A Clara casou, já tinha um filhote com menos dez anos que o meu, a vida não estava propriamente fácil e eu comprava no supermercado uns cereais para o pequeno almoço que, mediante uns cupões fornecidos nas embalagens, davam direito a uns cremes de rosto de uma certa marca bastante razoável e assim eu poupava algum dinheiro. Como gastava muito daqueles cereais, juntava alguns cupões e para tirar o máximo partido daquela facilidade, quando atingia o limite, precisava de uma morada diferente da minha para ter direito a mais cremes.

 

Nessa altura, a minha irmã já vivia no Brasil, por se ter casado com um brasileiro e, portanto, não podia contar com ela. Restava a Clara.

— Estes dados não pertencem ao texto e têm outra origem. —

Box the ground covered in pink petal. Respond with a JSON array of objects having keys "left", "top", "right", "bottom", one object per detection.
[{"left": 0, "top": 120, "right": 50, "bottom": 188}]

Falei com ela e expliquei-lhe o assunto, pedindo-lhe para receber os “meus” cremes na morada dela, o que ela logo aceitou sem objeção alguma, como era natural. O que não era natural era recebê-los e ficar com eles para ela, porque não foi esse o acordo. Mas ela ficava com eles e por conta das minhas reclamações, simplesmente respondia que, se iam para a morada dela, eram dela, deixando-me completamente sem palavras. Ela não tinha necessidade daquilo e não foi esse o trato que fizemos. Ela apenas faria o favor de os receber, no que ela concordou, mas não respeitou, porque decidiu apoderar-se deles. 

 

Fiquei incomodada com aquela situação, nem tanto por ficar sem os cremes, mas por não entender a atitude dela, até que um belo dia ela teve o desplante de se queixar que a empregada recebia o correio e ficava com os cremes para ela, o que a deixava muito indignada! A empregada “roubava-lhe” os cremes.

 

Voltando ao ouro da tia, que a Clara guardava em casa a sete chaves, no último andar do prédio onde morava, um dia em que não estava ninguém em casa, os ladrões entraram pelo telhado e lá se foi todo o ouro. A Clara informou-nos da tão imprevisível tragédia que, claro, era só dela. A nós em nada nos incomodou. E nem um pouco chateadas ficámos, nem pena nenhuma sentimos, para grande espanto dela, que queria que estivéssemos solidárias e condoídas com a perda dela!

 

A Clara é inteligente, culta, com muita bagagem, muita estrada, muita vivência, muito tudo. A Clara é antropóloga, tem dois filhos e uma vida muito rica, porque muito aproveitada e eu amo a Clara com todo o meu coração. O ouro e os cremes, etc… não têm a menor importância. O que importa é que, apesar de tudo, a Clara até hoje não aprendeu o básico da vida, desconhecendo as leis universais.

 

O facto é que, apesar de saber tanta coisa, até hoje, a coisa mais simples, o mais elementar da vida, a Clara ainda não aprendeu, desconhece ou ignora – a lei do retorno.